Monza: one of the last bastions of old-school, high-speed, proper race tracks. Its hallowed asphalt, which snakes through a royal park outside Milan, has played host to a World Championship Grand Prix every year bar one since Formula 1 was born in 1950. Only in 1980, when the Italian GP went to Imola while Monza was being refurbished, has the legendary Autodromo Nazionale not reverberated to the sound of racing’s top discipline.
AUG 31st 2016
Six of the best... Memorable Monza moments
And this weekend, the class of 2016 will do battle through such iconic sweeps as Curva Grande, Curva di Lesmo, Variante Ascari and Curva Parabolica.
With the 66th Italian Grand Prix a few days away, we’ve looked back over races of yore and picked out one classic from each complete decade since World Championship Grand Prix racing first arrived at Monza in 1950.
The final round of the 1956 produced a championship showdown you simply could not have made up. Poleman Juan Fangio’s Lancia-Ferrari D50 broke a steering arm, the team trying – and failing – to persuade Luigi Musso to hand over his healthy stead to the Argentinian, who stood on the brink of a fourth world title – unless Peter Collins could win and take fastest lap. Unthinkably, Collins handed over his D50 to Fangio, thereby spoiling his own title chances. Fangio brought Collins’ car home in second, behind the winning Maserati 250F of Stirling Moss, another crown guaranteed.
The masterful Jim Clark, armed with Colin Chapman’s Lotus 49 and the new-for-’67 Cosworth DFV, led until lap 12 before a puncture looked to have put paid to his afternoon. A lap behind, he fought back through the field, retaking the lead with eight laps remaining. Fuel-pump trouble on the penultimate lap then dropped the Scot behind the pursuing Jack Brabham and John Surtees, the Briton hanging on to take his and Honda’s final win (until Jenson Button won for the Japanese marque in 2006, of course!)
This classic slipstreamer went into the record books as the closest finish in Formula 1 history. The last year of pre-chicane Monza meant a train of cars circulated at high speed for lap after lap.

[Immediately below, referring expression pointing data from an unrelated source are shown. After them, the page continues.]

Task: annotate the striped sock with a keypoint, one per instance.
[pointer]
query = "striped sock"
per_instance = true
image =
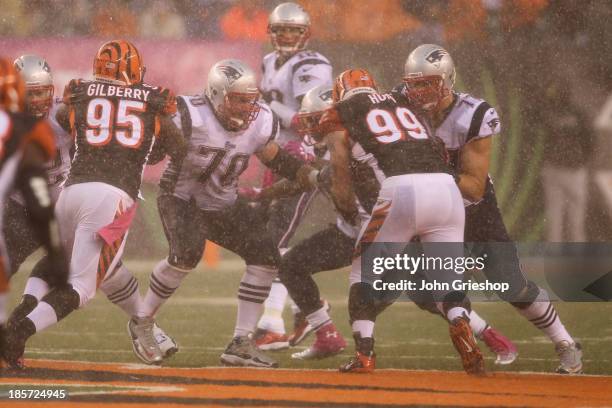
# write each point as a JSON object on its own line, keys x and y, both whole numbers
{"x": 252, "y": 293}
{"x": 122, "y": 290}
{"x": 164, "y": 280}
{"x": 542, "y": 314}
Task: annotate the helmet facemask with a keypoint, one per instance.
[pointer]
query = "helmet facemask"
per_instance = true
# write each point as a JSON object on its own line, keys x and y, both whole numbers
{"x": 287, "y": 39}
{"x": 309, "y": 129}
{"x": 239, "y": 110}
{"x": 425, "y": 92}
{"x": 39, "y": 100}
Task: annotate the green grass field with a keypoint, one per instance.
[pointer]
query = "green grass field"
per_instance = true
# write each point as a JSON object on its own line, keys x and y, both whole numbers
{"x": 201, "y": 314}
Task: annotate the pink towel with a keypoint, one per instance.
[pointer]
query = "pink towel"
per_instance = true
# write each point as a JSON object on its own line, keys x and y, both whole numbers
{"x": 117, "y": 229}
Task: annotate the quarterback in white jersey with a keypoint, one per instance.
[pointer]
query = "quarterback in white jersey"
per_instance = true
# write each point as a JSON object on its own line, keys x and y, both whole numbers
{"x": 288, "y": 73}
{"x": 198, "y": 197}
{"x": 467, "y": 125}
{"x": 290, "y": 70}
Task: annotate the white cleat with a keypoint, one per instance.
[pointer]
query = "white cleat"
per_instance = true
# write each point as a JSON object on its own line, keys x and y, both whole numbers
{"x": 143, "y": 341}
{"x": 167, "y": 345}
{"x": 242, "y": 352}
{"x": 570, "y": 357}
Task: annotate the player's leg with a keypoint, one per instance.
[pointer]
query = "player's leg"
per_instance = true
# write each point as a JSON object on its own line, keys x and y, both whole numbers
{"x": 326, "y": 250}
{"x": 387, "y": 223}
{"x": 440, "y": 226}
{"x": 82, "y": 211}
{"x": 241, "y": 231}
{"x": 122, "y": 289}
{"x": 485, "y": 226}
{"x": 284, "y": 216}
{"x": 182, "y": 222}
{"x": 20, "y": 241}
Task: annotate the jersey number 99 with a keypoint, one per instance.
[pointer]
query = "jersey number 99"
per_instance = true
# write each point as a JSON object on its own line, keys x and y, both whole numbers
{"x": 389, "y": 127}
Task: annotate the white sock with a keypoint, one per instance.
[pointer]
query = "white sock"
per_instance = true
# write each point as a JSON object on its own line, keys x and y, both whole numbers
{"x": 456, "y": 312}
{"x": 272, "y": 318}
{"x": 36, "y": 287}
{"x": 252, "y": 292}
{"x": 365, "y": 328}
{"x": 542, "y": 314}
{"x": 3, "y": 307}
{"x": 42, "y": 316}
{"x": 319, "y": 318}
{"x": 122, "y": 289}
{"x": 164, "y": 280}
{"x": 477, "y": 323}
{"x": 295, "y": 309}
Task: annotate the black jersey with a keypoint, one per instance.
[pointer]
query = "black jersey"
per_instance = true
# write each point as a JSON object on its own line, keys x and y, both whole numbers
{"x": 17, "y": 130}
{"x": 399, "y": 141}
{"x": 114, "y": 127}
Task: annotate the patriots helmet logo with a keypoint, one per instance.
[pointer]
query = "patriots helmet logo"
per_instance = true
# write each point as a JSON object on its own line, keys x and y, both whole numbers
{"x": 231, "y": 73}
{"x": 326, "y": 96}
{"x": 493, "y": 123}
{"x": 436, "y": 56}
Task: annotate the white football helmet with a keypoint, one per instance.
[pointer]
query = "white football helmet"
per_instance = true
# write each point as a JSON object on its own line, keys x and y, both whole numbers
{"x": 36, "y": 74}
{"x": 289, "y": 28}
{"x": 233, "y": 93}
{"x": 314, "y": 104}
{"x": 429, "y": 75}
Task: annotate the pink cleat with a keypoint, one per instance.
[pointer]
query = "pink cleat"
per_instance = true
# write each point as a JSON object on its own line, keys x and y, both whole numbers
{"x": 500, "y": 345}
{"x": 328, "y": 342}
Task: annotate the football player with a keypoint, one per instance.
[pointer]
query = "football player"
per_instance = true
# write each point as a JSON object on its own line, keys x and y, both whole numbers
{"x": 288, "y": 73}
{"x": 20, "y": 238}
{"x": 467, "y": 126}
{"x": 115, "y": 120}
{"x": 334, "y": 245}
{"x": 26, "y": 144}
{"x": 418, "y": 197}
{"x": 224, "y": 127}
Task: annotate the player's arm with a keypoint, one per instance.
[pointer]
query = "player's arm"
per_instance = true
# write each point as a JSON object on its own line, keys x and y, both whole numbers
{"x": 32, "y": 181}
{"x": 63, "y": 117}
{"x": 283, "y": 163}
{"x": 341, "y": 183}
{"x": 474, "y": 164}
{"x": 171, "y": 140}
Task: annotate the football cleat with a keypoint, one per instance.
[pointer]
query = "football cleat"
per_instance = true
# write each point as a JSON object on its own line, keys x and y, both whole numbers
{"x": 301, "y": 327}
{"x": 329, "y": 342}
{"x": 167, "y": 345}
{"x": 143, "y": 340}
{"x": 360, "y": 363}
{"x": 13, "y": 347}
{"x": 500, "y": 345}
{"x": 570, "y": 357}
{"x": 271, "y": 341}
{"x": 242, "y": 352}
{"x": 463, "y": 340}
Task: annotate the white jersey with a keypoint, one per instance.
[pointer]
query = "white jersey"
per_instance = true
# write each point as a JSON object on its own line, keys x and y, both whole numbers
{"x": 58, "y": 168}
{"x": 216, "y": 157}
{"x": 469, "y": 119}
{"x": 289, "y": 82}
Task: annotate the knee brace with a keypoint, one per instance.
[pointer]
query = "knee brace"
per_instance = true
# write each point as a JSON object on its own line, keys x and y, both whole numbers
{"x": 362, "y": 303}
{"x": 528, "y": 295}
{"x": 63, "y": 301}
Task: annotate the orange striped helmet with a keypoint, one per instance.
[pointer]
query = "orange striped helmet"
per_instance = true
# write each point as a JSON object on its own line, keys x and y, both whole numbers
{"x": 352, "y": 79}
{"x": 119, "y": 62}
{"x": 12, "y": 87}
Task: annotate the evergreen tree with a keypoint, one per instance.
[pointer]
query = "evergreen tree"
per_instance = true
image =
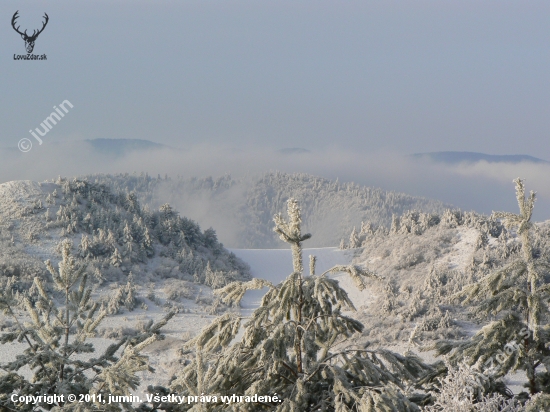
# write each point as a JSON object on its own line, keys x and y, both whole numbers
{"x": 294, "y": 346}
{"x": 56, "y": 336}
{"x": 517, "y": 295}
{"x": 116, "y": 258}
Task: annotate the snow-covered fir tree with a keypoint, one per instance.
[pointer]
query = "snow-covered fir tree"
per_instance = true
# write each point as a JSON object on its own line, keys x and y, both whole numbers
{"x": 58, "y": 352}
{"x": 517, "y": 296}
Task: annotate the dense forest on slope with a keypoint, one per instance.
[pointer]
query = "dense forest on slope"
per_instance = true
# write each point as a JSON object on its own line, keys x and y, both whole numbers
{"x": 109, "y": 230}
{"x": 241, "y": 210}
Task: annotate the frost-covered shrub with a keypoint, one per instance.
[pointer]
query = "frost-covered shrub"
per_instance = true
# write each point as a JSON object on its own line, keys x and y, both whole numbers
{"x": 459, "y": 391}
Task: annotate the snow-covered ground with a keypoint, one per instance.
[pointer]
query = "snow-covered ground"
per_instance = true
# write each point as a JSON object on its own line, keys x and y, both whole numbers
{"x": 276, "y": 264}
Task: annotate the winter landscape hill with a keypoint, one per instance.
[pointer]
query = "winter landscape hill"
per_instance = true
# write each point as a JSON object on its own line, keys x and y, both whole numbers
{"x": 401, "y": 307}
{"x": 474, "y": 157}
{"x": 242, "y": 209}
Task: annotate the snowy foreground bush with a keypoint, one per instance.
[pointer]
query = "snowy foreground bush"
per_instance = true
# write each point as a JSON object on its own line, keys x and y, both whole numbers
{"x": 56, "y": 344}
{"x": 298, "y": 351}
{"x": 296, "y": 345}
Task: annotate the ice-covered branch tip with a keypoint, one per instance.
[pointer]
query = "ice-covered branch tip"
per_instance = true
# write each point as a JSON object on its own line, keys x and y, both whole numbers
{"x": 357, "y": 273}
{"x": 526, "y": 205}
{"x": 290, "y": 232}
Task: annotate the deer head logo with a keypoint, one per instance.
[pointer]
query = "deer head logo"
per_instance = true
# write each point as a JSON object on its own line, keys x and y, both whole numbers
{"x": 29, "y": 40}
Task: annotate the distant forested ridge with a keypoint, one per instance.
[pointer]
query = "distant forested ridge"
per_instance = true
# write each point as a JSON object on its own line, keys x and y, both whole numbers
{"x": 110, "y": 231}
{"x": 242, "y": 209}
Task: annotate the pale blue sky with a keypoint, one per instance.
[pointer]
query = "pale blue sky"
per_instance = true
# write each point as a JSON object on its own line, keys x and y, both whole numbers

Eight drivers – Ronnie Peterson, Chris Amon, François Cevert, Mike Hailwood, Clay Regazzoni, Jo Siffert, Peter Gethin and Jackie Stewart – took a turn at the front of the 55-lap thrash, but it was British BRM driver Gethin who led when it mattered most. Gethin had led laps 52 and 53 of 55, losing out to Peterson’s March on lap 54. And, then, in the sprint to the flag, the BRM driver edged back ahead on the sprint to the flag, beating the Swede by 0.01s. The rest of the leading pack comprised Cevert’s Tyrrell, Hailwood’s Surtees and Howden Ganley’s BRM and they all finished within six-tenths of a second of Gethin. If you blinked, you probably missed it.
Enzo Ferrari, supreme being to the passionate Italian tifosi, had died in the August. This was the first Italian Grand Prix without Il Commendatore watching from afar (he stopped going to races after the death of his son Dino) and the fans wanted the red cars to put on a show. Problem was, the McLaren-Hondas of Ayrton Senna and Alain Prost had between them won all 11 races that year. When they qualified in their customary one-two in Ferrari’s backyard it looked like win number 12 was in the bag. There was a chance of a double podium for the F1/87-88Cs when Alain Prost’s Honda engine let go, but nothing prepared the home crowd for what happened with two laps to go. Senna tripped over the backmarking Williams of F1 debutant Jean-Louis Schlesser and beached the McLaren on a kerb. Cue a frenzy in the stands as the tifosi witnessed the first Ferrari one-two at Monza for nine years.
Double world champion Michael Schumacher had joined an on-the-ropes Ferrari, which had won just two races in five seasons, for 1996, taking his first win for the Scuderia in Spain and doubling up in Belgium. Could the German horse whisperer deliver a home win at Monza in year one? That’s what would really certify his position within the hallowed halls of Maranello. He qualified the F310 third behind the dominant Williams-Renaults of Damon Hill and Jacques Villeneuve and had to give best to Hill and Jean Alesi, the man with whom he’d done a Benetton/Ferrari swap, for 30 laps. After outwitting the Frenchman on pitstop strategy, Schumacher got in front and reeled off the remaining 22 laps to seal an historic win. And he’d win four more times at Monza in a red car, his status assured forever.
Those who witnessed 21-year-old Sebastian Vettel’s performance for Red Bull junior team Scuderia Toro Rosso at a rain-lashed Monza in 2008 aren’t in the least bit surprised that the German became a four-time World Champion once he’d got his hands on a senior-team car. Vettel secured pole in the wet, took off at the front after a safety-car start and, bar four laps during the pitstop cycle, led every lap to become the youngest winner of a Grand Prix – a record he took from Fernando Alonso and only lost this year to Max Verstappen. It was an early demonstration of the class of one of the sport’s very best.